Following its success with Slack, Harvard Business Review expands bot strategy

“Our focus has been on how we increase the number of people having very regular, frequent interactions with HBR content,” according to Walt Frick, senior editor. “We know that that’s one of the biggest predictors of getting people to subscribe, and so, we thought a lot about what are the daily, or at least, weekly interactions people could have with HBR content that might introduce them to the brand, and potentially get them to subscribe.”

Walt Fritz headshot ()

In the last year and a half, Harvard Business Review has been focusing on chat as a platform to reach their audience and new audiences. “We think these are really great opportunities for people to have regular interaction with our content,” Frick said.

***Don’t miss Josh Macht, EVP and group publisher of Harvard Business Review, at the upcoming 41st FIPP World Congress, where he will deliver a keynote on future trends for publishers. Find out more and/or register at***

As a platform, Facebook Messenger appealed because of its scale and potential HBR audience. “And, it’s an intimate interaction in the sense that you get a mobile notification when we send you a message and you’re interacting with us in a channel that you would otherwise be messaging with friends,” he said. “The overall hope is you sign up and every morning you’ll get the latest articles from HBR sent to you in that chat channel, with a notification on your phone.”

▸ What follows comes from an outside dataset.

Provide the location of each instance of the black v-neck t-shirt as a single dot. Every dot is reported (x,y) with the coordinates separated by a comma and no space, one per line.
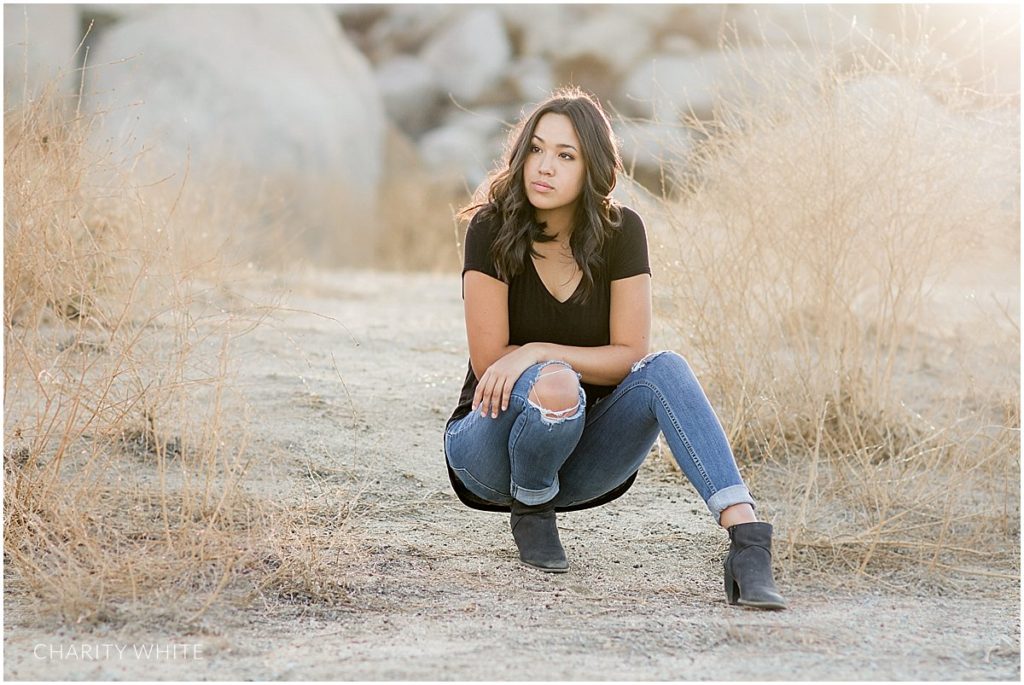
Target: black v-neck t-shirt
(535,314)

The new bot is aimed at a couple of different audiences, Frick explained: at the existing Harvard Business Review subscriber audience who are loyal and highly-engaged, and also at a broader audience who are not yet paying subscribers but working professionals who are interested in what HBR has to say.

These bots (Slack and FB Messenger) are the first step in bot-evolution for the Harvard Business Review, according to Frick.

“Our first step has been, lets go to these chat platforms we know people are already using, where we know there are significant audiences, including people who interact with us in other ways, and lets do what we already know how to do very well, which is take high-quality content and share it with those audiences in ways they find interesting and compelling.”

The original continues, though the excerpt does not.